Patent Application
20240158783
The instant application contains a Sequence Listing which has been submitted electronically in ST.26 format and is hereby incorporated by reference in its entirety. Said ST.26 copy, created on Jan. 18, 2024, is named Sequence Listing.xml and is 13,117 bytes in size.
The present invention relates to the technical field of screening of edible fungi germplasm resources, in particular to a DNA barcode, a primer group and application for screening a total soluble protein content index of Floccularia luteovirens.
Floccularia luteovirens in a gold yellow color, also known as yellow mushroom and golden mushroom, is a high-quality edible fungus with a unique flavor, which cannot be cultivated artificially at present. Wild Floccularia luteovirens is mainly distributed in Qinghai-Tibet Plateau; and the main producing areas include Dangxiong County of Tibet Autonomous Region, Qilian County of Qinghai Province and Shiqu County of Sichuan Province, and the quality of these three main producing areas is the best. Main indexes to evaluate the nutritional value, flavor and biological activity of Floccularia luteovirens include: high contents and strong antioxidant activity of total soluble proteins, total soluble amino acids, total polyphenols, total polysaccharides and total fat. In different producing places, Floccularia luteovirens has different nutritional values, different flavors, different biological activities and different market prices. In the past, the breeding of Floccularia luteovirens was mainly determined by a morphological method combined with beneficial content indexes. However, due to the influence of the special climate environment of Qinghai-Tibet Plateau, the phenomena of different objects with the same name and the same object with different names often appeared to Floccularia luteovirens produced in different areas, so morphological identification was difficult to realize effective distinguishment. More difficultly, it is impossible to screen out high-quality strains with high contents of total soluble proteins, total soluble amino acids, total polyphenols, total polysaccharides and total fat, and strong antioxidant activity by the morphological method. In addition, due to high altitude of main producing areas thereof, it is also difficult to collect samples.

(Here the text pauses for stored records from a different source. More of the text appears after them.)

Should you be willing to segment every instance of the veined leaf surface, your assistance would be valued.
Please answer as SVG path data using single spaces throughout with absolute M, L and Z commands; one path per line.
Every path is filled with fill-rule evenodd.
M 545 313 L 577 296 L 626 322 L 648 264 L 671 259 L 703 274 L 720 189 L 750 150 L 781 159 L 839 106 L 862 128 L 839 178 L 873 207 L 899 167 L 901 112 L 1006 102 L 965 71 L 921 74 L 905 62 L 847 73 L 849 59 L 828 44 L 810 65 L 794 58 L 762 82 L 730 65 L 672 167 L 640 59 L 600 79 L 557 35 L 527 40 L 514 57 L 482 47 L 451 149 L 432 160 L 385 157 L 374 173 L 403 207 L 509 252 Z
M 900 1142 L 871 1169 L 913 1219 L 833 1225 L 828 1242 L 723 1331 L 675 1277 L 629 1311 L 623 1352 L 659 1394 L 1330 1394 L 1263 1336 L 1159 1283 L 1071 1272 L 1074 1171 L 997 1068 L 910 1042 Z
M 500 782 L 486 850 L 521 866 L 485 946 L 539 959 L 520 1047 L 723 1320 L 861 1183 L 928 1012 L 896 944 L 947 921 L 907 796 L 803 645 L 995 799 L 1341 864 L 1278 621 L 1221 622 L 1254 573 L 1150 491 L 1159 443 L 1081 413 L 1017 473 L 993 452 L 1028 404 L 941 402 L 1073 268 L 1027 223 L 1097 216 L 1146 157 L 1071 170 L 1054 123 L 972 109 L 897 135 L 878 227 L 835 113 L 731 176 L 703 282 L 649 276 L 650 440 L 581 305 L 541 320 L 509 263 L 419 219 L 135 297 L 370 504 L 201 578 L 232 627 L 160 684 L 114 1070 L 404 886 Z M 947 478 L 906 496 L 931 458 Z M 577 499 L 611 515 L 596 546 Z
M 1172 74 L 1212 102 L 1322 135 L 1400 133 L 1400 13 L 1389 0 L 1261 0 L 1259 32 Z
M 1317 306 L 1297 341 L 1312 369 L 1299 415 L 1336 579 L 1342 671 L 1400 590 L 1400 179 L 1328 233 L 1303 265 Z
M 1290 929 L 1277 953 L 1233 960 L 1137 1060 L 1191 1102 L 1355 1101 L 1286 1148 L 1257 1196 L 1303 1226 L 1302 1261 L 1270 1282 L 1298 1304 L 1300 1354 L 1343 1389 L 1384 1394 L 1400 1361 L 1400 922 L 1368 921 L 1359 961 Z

A DNA barcode molecular identification technology is a molecular biology technology based on DNA barcodes (conserved and stable genetic DNA sequences in a genome) to recognize and identify species and excellent quality. It is the effective supplement and expansion of traditional breeding methods, and can accurately and effectively identify samples when samples are incomplete in morphologies or lack morphological structures (processed products such as powder, etc.). In order to realize effective development and utilization of Floccularia luteovirens, it is particularly important and urgent to screen different producing areas of Floccularia luteovirens strains with assistance of the DNA barcode molecular identification technology. In the existing DNA barcode technology, non-coding regions or conserved gene sequences in ITS (internal transcribed spacer in ribosomal RNA) and mitochondria are mainly used for species object identification; the operation of restriction fragment length polymorphism (RFLP) is very complicated; reliability and repeatability of results are poor; random amplified polymorphic DNA (RAPD) is easily disturbed, which requires a high technical level of operators and is difficult to popularize in assisted breeding; and single nucleotidepolymorphism (SNP) has high requirements for equipment and high cost.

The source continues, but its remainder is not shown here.